A contraproposta será leva pela Comissão de Negociação para ser analisada se será rejeitada ou aceita.


Na tarde desta sexta-feira, 10, o Sindicato dos Professores e Pedagogos de Manaus (AspromSindical) recebeu a contraproposta oficial do Governo para a categoria do magistério. Na última reunião da comissão, estiveram presentes o secretário de Estado de Educação (Seduc-AM), Luiz Castro, a presidente da Comissão de Educação da Assembleia Legislativa do Amazonas (Aleam), Therezinha Ruiz e os representantes do Sindicato do Trabalhadores da Educação do Amazonas (Sinteam) e da Associação de Professores e Pedagogos das Escolas Públicas do Ensino Básico de Manaus (Asprom-Sindical).

A contraproposta final do governo, apresenta a reposição salarial de 4,73% mais reajuste de auxílios alimentação e localidade, em percentuais de até 233%, e a ampliação do vale-transporte dos professores que cumprem 40 horas. Segundo o secretário de Estado da Fazendo (Sefaz), o Estado chega ao limite máximo do que pode oferecer à categoria em 2019, sob pena de comprometer o pagamento de todos os servidores e o bom funcionamento dos serviços públicos.

O governo apresentou contraproposta final aos professores. (Foto: Rhamile Muniz)

O sindicato esclareceu à categoria e à sociedade que a Comissão de Negociação do AspromSindical que recebeu a contraproposta e ainda não fechou nenhum acordo com o Governo.

A contraproposta será leva pela Comissão de Negociação para ser analisada pela base da categoria na Assembléia Geral Extraordinária para definição se será rejeitada ou aceita. Enquanto a Assembléia Geral não for realizada e a categoria não decidir pela rejeição ou aceitação, o sindicato informou que a greve continua por tempo indeterminado. 

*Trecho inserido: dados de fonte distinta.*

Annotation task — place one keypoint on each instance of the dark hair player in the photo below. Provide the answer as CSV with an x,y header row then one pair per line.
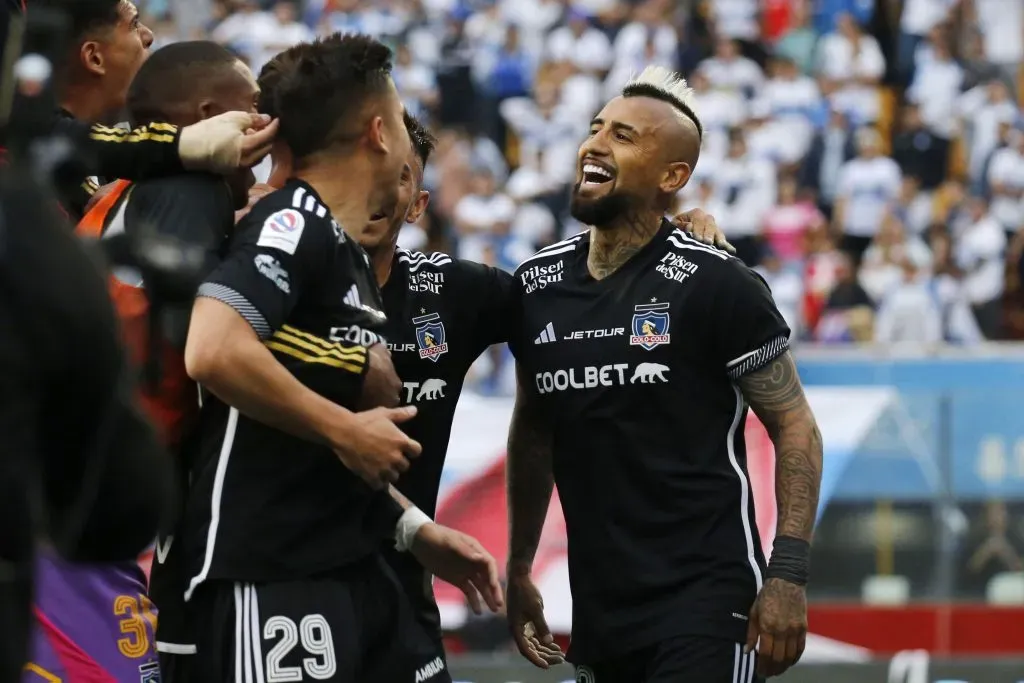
x,y
669,582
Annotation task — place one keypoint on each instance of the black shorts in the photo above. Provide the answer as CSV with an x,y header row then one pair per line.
x,y
168,582
690,658
354,626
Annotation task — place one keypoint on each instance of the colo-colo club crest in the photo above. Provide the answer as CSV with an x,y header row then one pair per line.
x,y
430,336
650,326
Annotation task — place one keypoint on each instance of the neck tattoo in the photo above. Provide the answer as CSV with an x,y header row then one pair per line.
x,y
611,248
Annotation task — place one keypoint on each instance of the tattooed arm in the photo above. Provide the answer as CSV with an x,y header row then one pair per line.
x,y
529,477
777,624
529,484
776,396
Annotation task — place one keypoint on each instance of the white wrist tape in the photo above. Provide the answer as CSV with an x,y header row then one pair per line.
x,y
409,525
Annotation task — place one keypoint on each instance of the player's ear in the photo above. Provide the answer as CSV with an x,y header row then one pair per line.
x,y
376,135
419,206
208,109
675,177
91,54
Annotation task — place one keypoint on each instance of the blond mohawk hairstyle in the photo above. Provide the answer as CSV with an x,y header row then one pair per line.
x,y
667,85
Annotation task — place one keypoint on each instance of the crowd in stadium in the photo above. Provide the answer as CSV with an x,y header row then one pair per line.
x,y
870,165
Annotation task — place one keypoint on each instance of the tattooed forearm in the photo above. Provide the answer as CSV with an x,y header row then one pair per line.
x,y
529,479
399,499
777,398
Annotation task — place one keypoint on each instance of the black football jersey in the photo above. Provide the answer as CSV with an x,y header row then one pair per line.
x,y
638,372
442,312
264,505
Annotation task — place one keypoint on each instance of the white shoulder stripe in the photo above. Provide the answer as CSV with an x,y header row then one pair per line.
x,y
683,241
562,247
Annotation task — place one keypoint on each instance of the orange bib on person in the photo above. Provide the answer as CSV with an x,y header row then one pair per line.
x,y
173,406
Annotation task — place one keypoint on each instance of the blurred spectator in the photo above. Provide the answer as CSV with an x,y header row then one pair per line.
x,y
983,110
747,188
800,42
914,208
909,312
829,151
936,87
916,20
849,313
578,42
786,223
868,185
851,66
884,267
729,70
1006,183
919,152
1001,27
786,289
979,249
416,81
793,102
995,548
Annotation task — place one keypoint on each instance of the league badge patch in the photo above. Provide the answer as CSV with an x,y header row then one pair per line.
x,y
650,326
430,336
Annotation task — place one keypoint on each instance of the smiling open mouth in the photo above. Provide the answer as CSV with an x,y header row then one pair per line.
x,y
596,175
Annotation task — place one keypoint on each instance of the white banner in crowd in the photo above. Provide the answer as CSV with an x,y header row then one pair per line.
x,y
473,500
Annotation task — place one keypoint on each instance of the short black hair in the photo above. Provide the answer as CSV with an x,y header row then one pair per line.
x,y
654,92
422,139
172,76
270,75
325,87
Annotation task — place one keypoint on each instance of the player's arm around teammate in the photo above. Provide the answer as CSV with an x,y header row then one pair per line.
x,y
778,619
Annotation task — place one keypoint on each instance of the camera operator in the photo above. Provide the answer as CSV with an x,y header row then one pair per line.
x,y
101,47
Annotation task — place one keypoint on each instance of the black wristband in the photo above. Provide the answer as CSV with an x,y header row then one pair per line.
x,y
791,560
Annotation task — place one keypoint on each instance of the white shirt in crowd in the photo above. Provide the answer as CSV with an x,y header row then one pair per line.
x,y
591,51
936,88
791,103
740,75
838,60
1001,25
747,188
1007,169
983,118
909,313
736,18
868,186
631,43
920,16
979,251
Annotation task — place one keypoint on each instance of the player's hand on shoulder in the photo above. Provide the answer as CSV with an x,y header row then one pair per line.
x,y
374,447
777,628
701,225
381,387
524,608
462,561
256,193
227,141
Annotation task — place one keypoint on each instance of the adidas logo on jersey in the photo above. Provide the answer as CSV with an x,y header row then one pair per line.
x,y
547,335
428,672
352,298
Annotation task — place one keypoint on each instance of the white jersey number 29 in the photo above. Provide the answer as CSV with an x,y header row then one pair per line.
x,y
314,634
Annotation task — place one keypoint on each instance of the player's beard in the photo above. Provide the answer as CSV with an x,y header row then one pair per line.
x,y
600,212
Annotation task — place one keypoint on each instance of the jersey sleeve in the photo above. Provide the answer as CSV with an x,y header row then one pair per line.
x,y
749,330
497,299
146,152
276,255
194,208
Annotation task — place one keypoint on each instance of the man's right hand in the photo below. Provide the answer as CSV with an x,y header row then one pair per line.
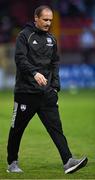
x,y
41,80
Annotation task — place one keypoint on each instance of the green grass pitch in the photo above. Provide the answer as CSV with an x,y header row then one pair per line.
x,y
38,156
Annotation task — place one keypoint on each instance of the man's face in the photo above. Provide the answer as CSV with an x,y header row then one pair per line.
x,y
44,21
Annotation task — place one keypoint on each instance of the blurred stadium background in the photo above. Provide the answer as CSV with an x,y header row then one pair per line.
x,y
74,28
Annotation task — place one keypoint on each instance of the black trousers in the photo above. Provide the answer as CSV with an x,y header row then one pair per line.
x,y
45,105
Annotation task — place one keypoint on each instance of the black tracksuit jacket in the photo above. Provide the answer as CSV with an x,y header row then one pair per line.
x,y
36,51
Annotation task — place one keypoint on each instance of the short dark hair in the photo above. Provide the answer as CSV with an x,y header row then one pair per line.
x,y
39,9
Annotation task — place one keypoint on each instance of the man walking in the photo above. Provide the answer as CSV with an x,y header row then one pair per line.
x,y
37,84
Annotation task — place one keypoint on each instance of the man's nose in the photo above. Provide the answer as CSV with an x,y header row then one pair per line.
x,y
48,23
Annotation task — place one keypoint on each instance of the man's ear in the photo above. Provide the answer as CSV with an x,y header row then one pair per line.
x,y
36,18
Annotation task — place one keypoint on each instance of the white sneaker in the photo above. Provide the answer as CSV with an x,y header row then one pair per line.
x,y
13,167
74,164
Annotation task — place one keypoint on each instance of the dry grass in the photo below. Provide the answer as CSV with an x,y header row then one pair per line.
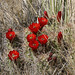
x,y
18,14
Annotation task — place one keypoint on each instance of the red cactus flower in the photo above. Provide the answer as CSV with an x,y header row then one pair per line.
x,y
42,21
43,39
45,14
31,37
59,37
49,58
34,27
59,16
13,55
10,34
33,44
9,29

O Comando Geral de Greve do AspromSindical irá reunir neste sábado, 11, e decidirá o dia, hora e local para ser realizada a Assembléia Geral Extraordinária e, em seguida, divulgará à todos.

A greve

A greve da Educação iniciou no dia 15 de Abril. Pelo menos 39 municípios do Amazonas estão com os professores da rede estadual em protesto, requerendo melhores condições de trabalho. A classe só normalizará as atividades depois de receber uma resposta do Governo: um reajuste salarial.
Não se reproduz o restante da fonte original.